I am trying to write a SQL query where I check string values in a column and if the column contains names that are in the name_list that have a hyphen before or after the target name, I want to flag these as -1. (ie. "John-Brown" or "Brown-John" would be flagged as -1).
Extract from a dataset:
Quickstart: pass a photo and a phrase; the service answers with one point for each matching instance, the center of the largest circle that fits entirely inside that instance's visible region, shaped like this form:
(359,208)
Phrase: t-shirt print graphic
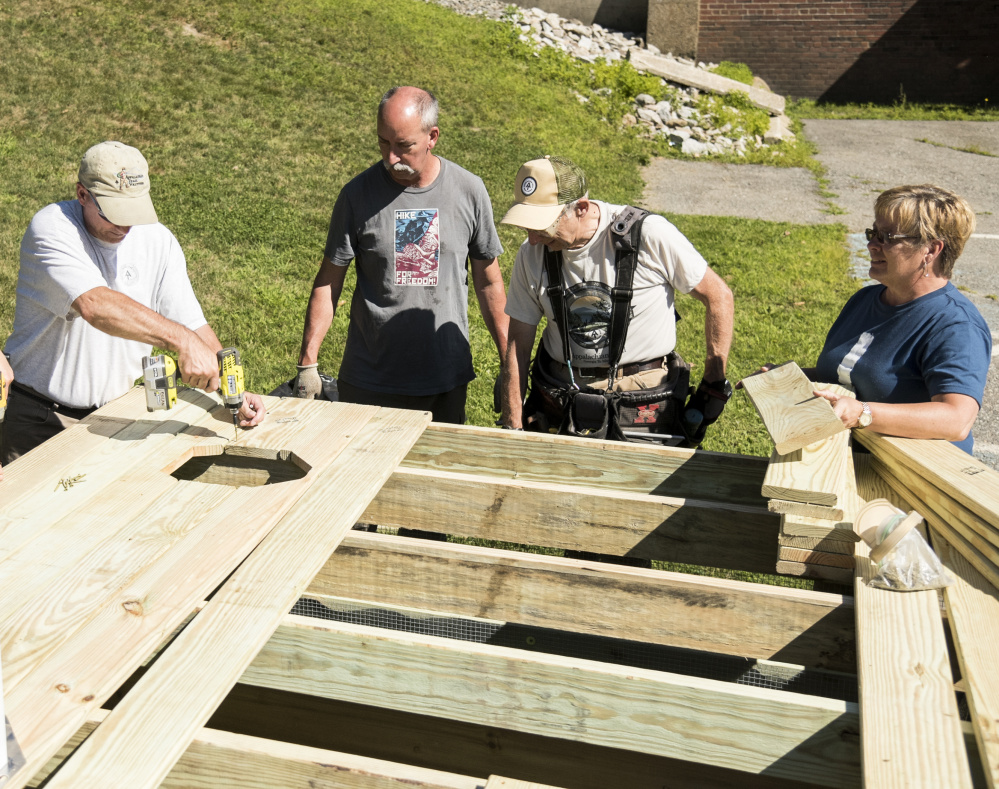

If the name exists at all, but is not hyphenated, then we will return a 1 flag (ie. "Johnny Appleseed" would be flagged as 1) and lastly if the name is not in the column, then we will return a 0.
WITH name_list AS (
SELECT STRING_AGG(name, '|') AS name_pattern
FROM UNNEST(['John', 'David', 'Alice', 'Michael']) AS name
)
SELECT
t.id,
t.column_to_check,
CASE
-- Case 1: Word is preceded or followed by a hyphen → return -1
WHEN REGEXP_CONTAINS(t.column_to_check, r'[-](' || nl.name_pattern || r')[-]') THEN -1
-- Case 2: Word exists anywhere (unless hyphenated) → return 1
WHEN REGEXP_CONTAINS(t.column_to_check, nl.name_pattern) THEN 1
ELSE 0
END AS flag
FROM table_name t
JOIN name_list nl ON TRUE;
This should work, however, with the real data that I am working with, I have 95 different names that I am checking and millions of rows of data, and I am getting the error:
Cannot parse regular expression: pattern too large - compile failed.
Does anyone know of another, efficient way to do this?